Usages. Les fruits sous forme de cataplasme, calment la douleur & la chaleur des brûlures récentes & des hémorroïdes externes. L’huile par infusion des fruits, au lieu de diminuer ces espèces de maladies, ne fait que les accroître, ainsi que les gerçures du sein, les plaies des tendons & celle des nerfs. La faculté qu’on attribue aux feuilles de consolider les plaies récentes, est très-douteuse. Cependant plusieurs médecins recommandent avec emphase cette infusion comme un baume incomparable. Il seroit temps, je l’ai déjà dit, que la société royale de médecine entreprît un travail pratique & suivi, afin de constater les propriétés des plantes & de déterminer une fois pour toutes jusqu’à quel point elles sont utiles ou nuisibles ; ce seroit le plus grand des services qu’elle pourroit rendre à l’humanité : il n’y a qu’un corps aussi éclairé que celui-là, & dont tous les efforts sont réunis, de qui on doive attendre ce bienfait. Elle rempliroit alors le but de son institution.


POMME DE TERRE.[1] Cette plante est le plus utile présent que le Nouveau Monde ait fait à l’ancien. On l’a confondue, & on la confond encore tous les jours avec la patate & le topinambours ; ces trois végétaux, il est vrai, sont originaires de l’Amérique ; leur utilité alimentaire, la facilité de leur propagation, & leur étonnante fécondité, sont également incontestables, mais ils appartiennent à des familles très-distinctes, n’ayant entre eux aucune ressemblance dans les parties de leur fructification.
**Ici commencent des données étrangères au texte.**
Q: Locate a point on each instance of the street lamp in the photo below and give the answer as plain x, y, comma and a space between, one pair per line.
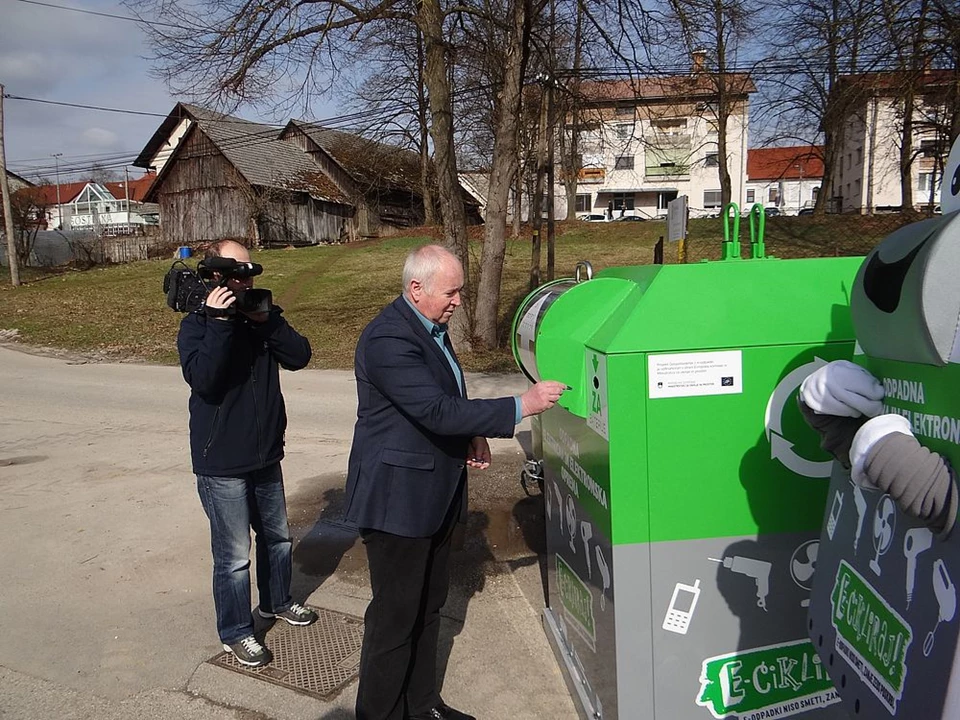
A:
56, 160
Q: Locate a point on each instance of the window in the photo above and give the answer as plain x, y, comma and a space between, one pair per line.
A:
928, 148
669, 157
674, 126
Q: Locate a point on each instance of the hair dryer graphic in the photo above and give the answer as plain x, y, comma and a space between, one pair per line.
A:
571, 523
861, 502
915, 541
759, 570
946, 594
586, 532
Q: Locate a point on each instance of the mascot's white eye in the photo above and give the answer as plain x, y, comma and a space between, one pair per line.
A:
950, 189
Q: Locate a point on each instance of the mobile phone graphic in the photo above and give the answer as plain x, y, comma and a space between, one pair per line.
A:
834, 516
677, 619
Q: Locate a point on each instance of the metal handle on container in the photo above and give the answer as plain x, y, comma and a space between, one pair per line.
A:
587, 268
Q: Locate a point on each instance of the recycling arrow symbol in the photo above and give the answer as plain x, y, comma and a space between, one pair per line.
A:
780, 448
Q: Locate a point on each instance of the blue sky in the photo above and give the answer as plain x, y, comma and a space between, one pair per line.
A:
73, 57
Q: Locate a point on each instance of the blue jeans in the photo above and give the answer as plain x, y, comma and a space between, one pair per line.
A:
234, 505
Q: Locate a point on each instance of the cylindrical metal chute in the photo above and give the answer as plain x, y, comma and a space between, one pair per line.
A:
526, 321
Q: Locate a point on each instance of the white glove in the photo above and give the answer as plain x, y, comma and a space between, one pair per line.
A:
869, 434
842, 388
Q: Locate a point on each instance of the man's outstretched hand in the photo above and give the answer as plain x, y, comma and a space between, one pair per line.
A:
541, 397
478, 454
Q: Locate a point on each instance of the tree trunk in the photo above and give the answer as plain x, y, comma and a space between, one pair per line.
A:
503, 169
723, 106
906, 153
430, 22
426, 176
536, 201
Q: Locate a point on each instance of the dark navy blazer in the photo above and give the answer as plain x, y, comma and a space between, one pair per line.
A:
413, 427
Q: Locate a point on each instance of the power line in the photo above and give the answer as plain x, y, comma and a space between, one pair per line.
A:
82, 106
139, 21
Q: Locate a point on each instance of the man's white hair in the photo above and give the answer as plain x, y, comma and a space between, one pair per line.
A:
423, 264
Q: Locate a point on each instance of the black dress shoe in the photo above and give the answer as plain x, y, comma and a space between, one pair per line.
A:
442, 712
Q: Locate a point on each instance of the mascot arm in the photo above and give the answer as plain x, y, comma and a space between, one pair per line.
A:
836, 431
920, 481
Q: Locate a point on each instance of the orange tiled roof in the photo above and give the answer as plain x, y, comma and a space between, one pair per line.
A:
789, 163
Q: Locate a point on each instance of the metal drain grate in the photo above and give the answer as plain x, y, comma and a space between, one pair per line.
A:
317, 660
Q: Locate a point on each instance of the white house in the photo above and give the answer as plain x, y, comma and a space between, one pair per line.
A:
644, 142
787, 178
112, 208
866, 177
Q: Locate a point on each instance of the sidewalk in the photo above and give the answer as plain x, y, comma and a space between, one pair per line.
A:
105, 589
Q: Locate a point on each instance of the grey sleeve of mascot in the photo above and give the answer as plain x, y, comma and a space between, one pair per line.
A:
921, 482
836, 432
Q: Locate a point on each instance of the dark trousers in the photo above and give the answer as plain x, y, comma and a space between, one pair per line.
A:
398, 661
234, 505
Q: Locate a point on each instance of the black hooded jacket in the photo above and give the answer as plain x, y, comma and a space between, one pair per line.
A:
237, 414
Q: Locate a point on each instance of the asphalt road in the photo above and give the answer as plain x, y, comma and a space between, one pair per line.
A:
105, 592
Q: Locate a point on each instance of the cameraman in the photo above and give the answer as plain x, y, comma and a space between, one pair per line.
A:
230, 360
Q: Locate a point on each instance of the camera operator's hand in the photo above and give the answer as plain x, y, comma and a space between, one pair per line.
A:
220, 298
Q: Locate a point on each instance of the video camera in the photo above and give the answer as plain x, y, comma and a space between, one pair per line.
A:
187, 289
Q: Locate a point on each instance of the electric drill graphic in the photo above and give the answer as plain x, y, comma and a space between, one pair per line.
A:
759, 570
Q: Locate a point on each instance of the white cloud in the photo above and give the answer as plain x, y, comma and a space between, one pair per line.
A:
98, 137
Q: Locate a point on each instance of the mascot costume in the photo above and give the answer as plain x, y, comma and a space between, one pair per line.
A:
883, 612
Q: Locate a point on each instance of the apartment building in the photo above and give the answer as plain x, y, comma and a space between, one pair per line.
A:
866, 177
643, 142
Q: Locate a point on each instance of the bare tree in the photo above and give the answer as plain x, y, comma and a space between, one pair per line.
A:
712, 31
830, 44
239, 51
391, 98
27, 210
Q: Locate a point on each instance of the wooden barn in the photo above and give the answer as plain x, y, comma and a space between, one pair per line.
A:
219, 176
382, 181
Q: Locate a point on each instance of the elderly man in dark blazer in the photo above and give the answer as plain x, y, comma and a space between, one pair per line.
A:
416, 434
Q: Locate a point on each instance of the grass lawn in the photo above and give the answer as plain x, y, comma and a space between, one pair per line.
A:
329, 293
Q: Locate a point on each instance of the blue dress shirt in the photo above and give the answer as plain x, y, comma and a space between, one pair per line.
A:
438, 333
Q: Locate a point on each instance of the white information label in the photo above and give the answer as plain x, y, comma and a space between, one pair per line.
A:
692, 374
596, 370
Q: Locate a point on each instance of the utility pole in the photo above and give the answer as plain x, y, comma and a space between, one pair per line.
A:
551, 140
7, 209
126, 192
800, 190
56, 160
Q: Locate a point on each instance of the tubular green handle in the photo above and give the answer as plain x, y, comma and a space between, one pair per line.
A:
731, 248
758, 219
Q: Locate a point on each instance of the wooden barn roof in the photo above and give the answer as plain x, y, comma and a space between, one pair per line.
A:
369, 163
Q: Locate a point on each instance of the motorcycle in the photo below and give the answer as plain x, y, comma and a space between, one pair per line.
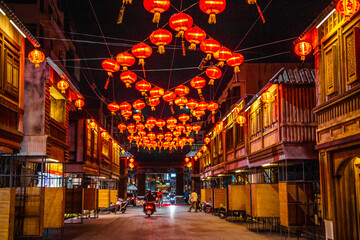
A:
149, 208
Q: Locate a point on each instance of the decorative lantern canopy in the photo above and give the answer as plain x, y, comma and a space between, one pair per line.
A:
194, 35
212, 8
126, 114
222, 55
213, 107
169, 97
160, 38
157, 7
213, 73
79, 104
180, 22
125, 59
267, 97
241, 120
198, 83
36, 56
128, 77
209, 46
153, 102
180, 101
143, 86
139, 105
235, 61
110, 66
196, 128
122, 127
160, 123
182, 90
184, 118
113, 107
137, 117
347, 8
303, 49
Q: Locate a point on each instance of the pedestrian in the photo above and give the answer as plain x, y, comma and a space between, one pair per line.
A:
193, 201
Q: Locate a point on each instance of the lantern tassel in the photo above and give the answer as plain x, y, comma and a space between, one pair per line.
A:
156, 18
161, 49
212, 19
192, 46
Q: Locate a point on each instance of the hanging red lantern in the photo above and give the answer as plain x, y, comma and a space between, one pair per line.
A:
184, 118
209, 46
139, 105
213, 73
198, 83
303, 49
180, 101
125, 59
122, 127
157, 92
347, 8
160, 38
182, 90
128, 77
36, 56
113, 107
180, 22
125, 106
235, 61
157, 7
79, 104
222, 55
110, 66
212, 8
143, 86
153, 102
169, 97
160, 123
126, 114
194, 35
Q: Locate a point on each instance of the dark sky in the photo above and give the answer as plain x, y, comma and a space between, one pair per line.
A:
284, 19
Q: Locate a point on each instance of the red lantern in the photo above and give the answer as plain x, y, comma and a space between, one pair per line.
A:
213, 73
157, 7
180, 22
235, 61
128, 77
143, 86
139, 105
122, 127
303, 49
209, 46
36, 56
79, 104
160, 38
198, 83
110, 66
180, 101
125, 106
157, 92
194, 35
212, 8
347, 8
125, 59
184, 118
222, 55
182, 90
153, 102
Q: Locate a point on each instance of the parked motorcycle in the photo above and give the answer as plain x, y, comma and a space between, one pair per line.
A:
149, 208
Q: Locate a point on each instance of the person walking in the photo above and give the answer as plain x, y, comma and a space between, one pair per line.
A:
193, 201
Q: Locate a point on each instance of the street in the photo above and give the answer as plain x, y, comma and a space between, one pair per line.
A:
172, 222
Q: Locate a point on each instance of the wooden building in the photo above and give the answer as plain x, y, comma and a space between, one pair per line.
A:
335, 42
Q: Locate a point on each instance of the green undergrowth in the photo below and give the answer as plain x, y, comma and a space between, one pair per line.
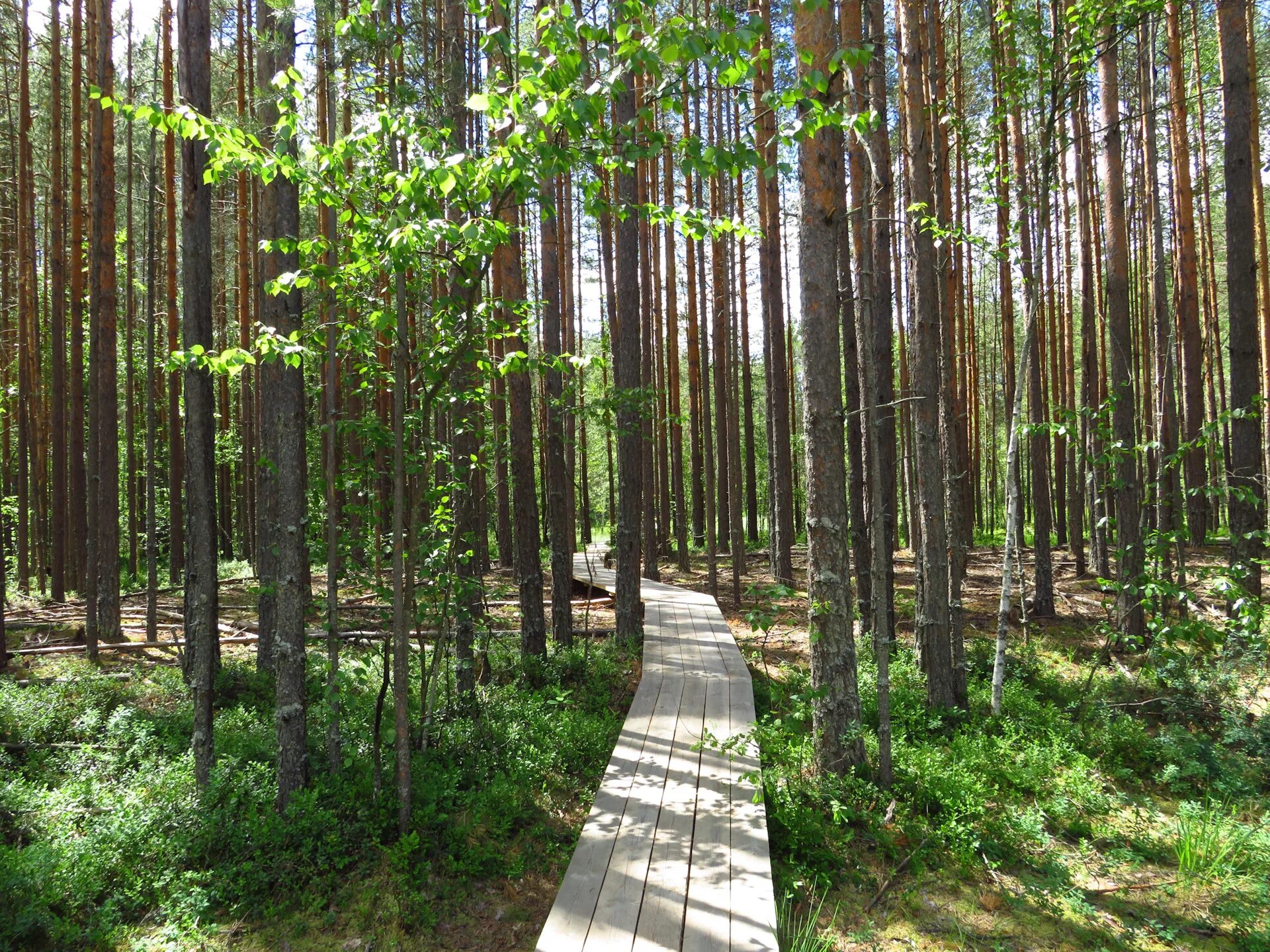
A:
105, 843
1080, 819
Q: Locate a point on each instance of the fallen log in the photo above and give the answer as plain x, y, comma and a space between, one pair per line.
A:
248, 639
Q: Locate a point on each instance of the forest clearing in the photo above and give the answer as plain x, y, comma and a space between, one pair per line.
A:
638, 475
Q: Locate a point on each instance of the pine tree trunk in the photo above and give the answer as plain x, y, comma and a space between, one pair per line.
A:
780, 467
933, 604
625, 334
1245, 474
105, 622
1129, 559
193, 18
282, 438
78, 476
1187, 296
175, 448
556, 476
836, 711
58, 306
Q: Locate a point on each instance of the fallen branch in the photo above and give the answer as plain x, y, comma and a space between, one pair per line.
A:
248, 639
1126, 887
894, 875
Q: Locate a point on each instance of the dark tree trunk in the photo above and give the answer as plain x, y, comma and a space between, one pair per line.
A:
836, 713
201, 590
1248, 517
1129, 560
626, 382
105, 423
58, 306
933, 603
282, 440
556, 476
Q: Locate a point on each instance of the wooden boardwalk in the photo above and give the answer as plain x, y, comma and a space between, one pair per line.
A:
673, 855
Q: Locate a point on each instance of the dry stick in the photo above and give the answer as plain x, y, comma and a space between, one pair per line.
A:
1129, 887
890, 880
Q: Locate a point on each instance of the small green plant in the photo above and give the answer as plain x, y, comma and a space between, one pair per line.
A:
1212, 846
798, 924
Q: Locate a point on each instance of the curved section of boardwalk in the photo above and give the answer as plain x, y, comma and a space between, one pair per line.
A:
673, 855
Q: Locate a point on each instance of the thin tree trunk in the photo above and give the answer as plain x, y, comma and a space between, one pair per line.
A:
836, 710
1129, 560
626, 381
58, 306
282, 437
1248, 518
193, 19
105, 622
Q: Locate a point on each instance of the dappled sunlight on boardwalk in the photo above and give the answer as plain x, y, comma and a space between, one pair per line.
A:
673, 855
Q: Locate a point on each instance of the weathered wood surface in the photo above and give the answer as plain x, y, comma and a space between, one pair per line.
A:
673, 855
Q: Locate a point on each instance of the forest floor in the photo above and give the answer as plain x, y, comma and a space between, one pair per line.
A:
1126, 816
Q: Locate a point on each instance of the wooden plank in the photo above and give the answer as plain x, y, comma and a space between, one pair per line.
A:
675, 852
622, 891
753, 902
706, 920
661, 920
570, 920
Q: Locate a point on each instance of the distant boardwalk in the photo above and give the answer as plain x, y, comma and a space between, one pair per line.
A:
673, 855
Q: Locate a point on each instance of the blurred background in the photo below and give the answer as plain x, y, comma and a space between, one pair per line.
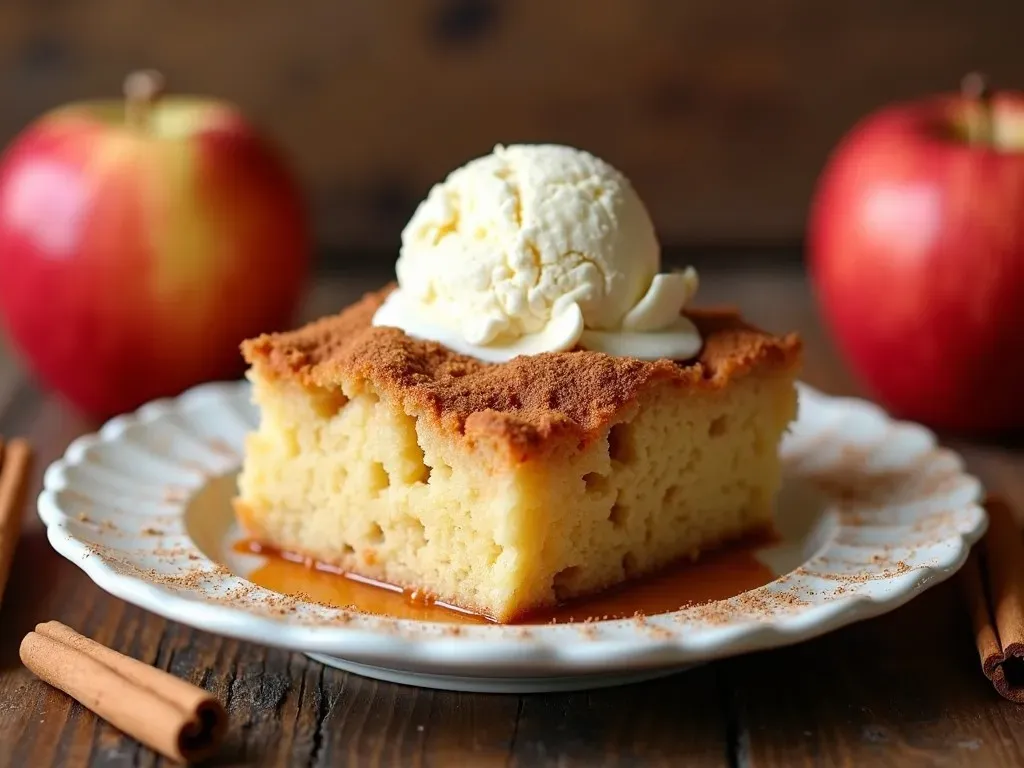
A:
721, 113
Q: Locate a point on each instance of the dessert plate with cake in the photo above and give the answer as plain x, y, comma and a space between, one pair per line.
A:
528, 464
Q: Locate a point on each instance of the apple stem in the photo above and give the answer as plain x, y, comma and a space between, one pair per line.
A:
975, 88
141, 89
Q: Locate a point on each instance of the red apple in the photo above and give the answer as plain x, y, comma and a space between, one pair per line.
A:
915, 251
140, 241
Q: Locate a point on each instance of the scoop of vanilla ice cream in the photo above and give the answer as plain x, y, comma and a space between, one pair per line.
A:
537, 248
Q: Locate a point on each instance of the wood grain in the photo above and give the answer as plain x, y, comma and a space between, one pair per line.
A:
903, 689
721, 113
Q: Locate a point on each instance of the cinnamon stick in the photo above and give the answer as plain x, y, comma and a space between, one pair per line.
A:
993, 587
15, 462
177, 719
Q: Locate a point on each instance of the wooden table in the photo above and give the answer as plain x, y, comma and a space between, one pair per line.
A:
903, 689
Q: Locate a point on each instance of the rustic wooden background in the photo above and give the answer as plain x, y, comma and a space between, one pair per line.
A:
722, 113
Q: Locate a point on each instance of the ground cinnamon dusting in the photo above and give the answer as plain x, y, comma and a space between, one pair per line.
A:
523, 401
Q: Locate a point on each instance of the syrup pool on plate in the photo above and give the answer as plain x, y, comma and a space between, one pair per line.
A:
718, 576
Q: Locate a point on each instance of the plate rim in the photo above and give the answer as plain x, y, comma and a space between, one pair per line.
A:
541, 649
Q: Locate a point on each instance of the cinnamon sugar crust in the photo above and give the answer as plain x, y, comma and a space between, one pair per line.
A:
523, 403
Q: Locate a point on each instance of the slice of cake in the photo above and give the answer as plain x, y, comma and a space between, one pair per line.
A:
510, 486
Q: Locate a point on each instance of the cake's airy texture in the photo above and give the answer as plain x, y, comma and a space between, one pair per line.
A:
508, 487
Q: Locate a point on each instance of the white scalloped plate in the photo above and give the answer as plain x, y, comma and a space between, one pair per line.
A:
872, 512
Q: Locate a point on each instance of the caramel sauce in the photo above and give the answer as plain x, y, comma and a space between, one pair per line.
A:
717, 576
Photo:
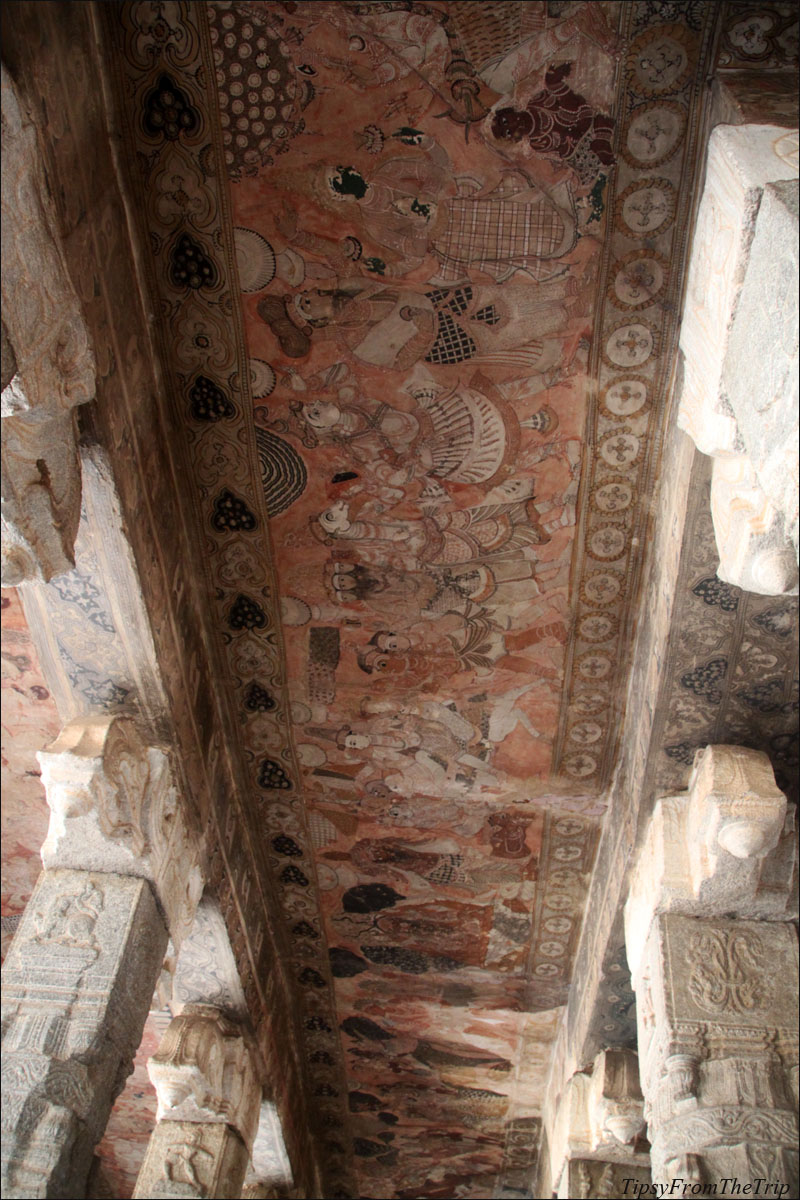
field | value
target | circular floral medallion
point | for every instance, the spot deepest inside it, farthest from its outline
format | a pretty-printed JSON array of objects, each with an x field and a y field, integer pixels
[
  {"x": 654, "y": 133},
  {"x": 585, "y": 733},
  {"x": 601, "y": 588},
  {"x": 579, "y": 766},
  {"x": 620, "y": 449},
  {"x": 594, "y": 665},
  {"x": 613, "y": 495},
  {"x": 625, "y": 396},
  {"x": 660, "y": 60},
  {"x": 630, "y": 345},
  {"x": 597, "y": 627},
  {"x": 647, "y": 207},
  {"x": 638, "y": 280},
  {"x": 608, "y": 543}
]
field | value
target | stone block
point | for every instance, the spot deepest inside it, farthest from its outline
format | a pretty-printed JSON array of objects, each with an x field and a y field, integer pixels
[
  {"x": 77, "y": 985},
  {"x": 761, "y": 371},
  {"x": 587, "y": 1179},
  {"x": 203, "y": 1072}
]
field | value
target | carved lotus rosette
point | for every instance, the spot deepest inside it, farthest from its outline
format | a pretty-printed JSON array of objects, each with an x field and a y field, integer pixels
[{"x": 721, "y": 1126}]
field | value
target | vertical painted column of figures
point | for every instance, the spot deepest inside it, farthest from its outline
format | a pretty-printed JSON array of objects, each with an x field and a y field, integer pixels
[
  {"x": 79, "y": 977},
  {"x": 715, "y": 970},
  {"x": 595, "y": 1143},
  {"x": 209, "y": 1108}
]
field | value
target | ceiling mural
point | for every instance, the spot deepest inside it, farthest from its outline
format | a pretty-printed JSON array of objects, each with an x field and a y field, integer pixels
[{"x": 416, "y": 269}]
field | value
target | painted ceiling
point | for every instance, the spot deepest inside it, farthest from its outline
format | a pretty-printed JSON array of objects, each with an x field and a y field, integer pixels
[{"x": 416, "y": 270}]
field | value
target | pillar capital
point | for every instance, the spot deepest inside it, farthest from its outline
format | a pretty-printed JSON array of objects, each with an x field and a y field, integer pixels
[
  {"x": 47, "y": 365},
  {"x": 203, "y": 1072},
  {"x": 600, "y": 1116},
  {"x": 739, "y": 340},
  {"x": 114, "y": 808}
]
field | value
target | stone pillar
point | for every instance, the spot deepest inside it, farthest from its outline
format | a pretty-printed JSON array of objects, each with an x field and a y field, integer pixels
[
  {"x": 716, "y": 989},
  {"x": 739, "y": 339},
  {"x": 270, "y": 1171},
  {"x": 79, "y": 977},
  {"x": 77, "y": 985},
  {"x": 596, "y": 1137},
  {"x": 48, "y": 366},
  {"x": 209, "y": 1108}
]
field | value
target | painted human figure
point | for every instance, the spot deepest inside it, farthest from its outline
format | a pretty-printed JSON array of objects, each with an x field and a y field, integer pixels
[
  {"x": 465, "y": 535},
  {"x": 463, "y": 433},
  {"x": 512, "y": 327},
  {"x": 558, "y": 123}
]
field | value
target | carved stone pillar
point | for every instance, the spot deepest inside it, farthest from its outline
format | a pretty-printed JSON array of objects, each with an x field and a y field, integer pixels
[
  {"x": 716, "y": 996},
  {"x": 270, "y": 1171},
  {"x": 596, "y": 1132},
  {"x": 80, "y": 973},
  {"x": 47, "y": 366},
  {"x": 739, "y": 339},
  {"x": 77, "y": 985},
  {"x": 209, "y": 1108}
]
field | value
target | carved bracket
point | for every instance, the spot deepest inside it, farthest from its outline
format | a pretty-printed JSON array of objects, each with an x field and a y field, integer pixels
[
  {"x": 47, "y": 365},
  {"x": 114, "y": 809}
]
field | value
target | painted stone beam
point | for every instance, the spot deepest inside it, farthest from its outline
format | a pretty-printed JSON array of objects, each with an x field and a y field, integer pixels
[
  {"x": 739, "y": 340},
  {"x": 48, "y": 366}
]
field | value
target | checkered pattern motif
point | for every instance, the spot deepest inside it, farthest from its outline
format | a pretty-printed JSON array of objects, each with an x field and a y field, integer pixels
[{"x": 492, "y": 234}]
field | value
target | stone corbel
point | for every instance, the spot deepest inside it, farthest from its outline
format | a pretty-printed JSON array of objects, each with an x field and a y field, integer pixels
[
  {"x": 48, "y": 366},
  {"x": 203, "y": 1073},
  {"x": 601, "y": 1115},
  {"x": 114, "y": 809},
  {"x": 725, "y": 847},
  {"x": 615, "y": 1101},
  {"x": 739, "y": 393}
]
La pomme de terre est un solanum ; la patate un convolvulus, ou liseron, & le topinambours, ou poire de terre, un corona solis, ou tournesol.

C’est encore avec aussi peu de fondement qu’on désigne, dans beaucoup de cantons, la pomme de terre sous le nom de truffe blanche & de truffe rouge, mais il est pareillement très-aisé de distinguer les caractères qui établissent sa différence respective avec la substance fongueuse informe, que les botanistes ont placés dans la cryptogamie. Quels que soient donc la figure, le volume, la couleur, & la production de la pomme de terre, elle n’est ni la patate, ni le topinambours, ni la truffe, & peut être, pour éviter toute méprise, seroit-il utile de lui trouver une autre dénomination, car la pomme de terre n’est pas plus une pomme, que le topinambours n’est une poire.

Dans la multitude innombrable des plantes qui couvrent la surface sèche & la surface humide du globe, il n’en est point en effet, après le froment, le seigle, l’orge & le riz, de plus digne de nos soins & de nos hommages que celle qui fait l’objet de cet article, sous quelque point de vue qu’on l’envisage. Elle prospère dans les deux continens ; la récolte ne manque presque jamais, elle ne craint ni la grêle, ni la coulure, ni les autres accidens qui anéantissent en un clin d’œil le

  1. Cet article nous a été fourni par M. Parmentier, il suffit d’en nommer l’Auteur.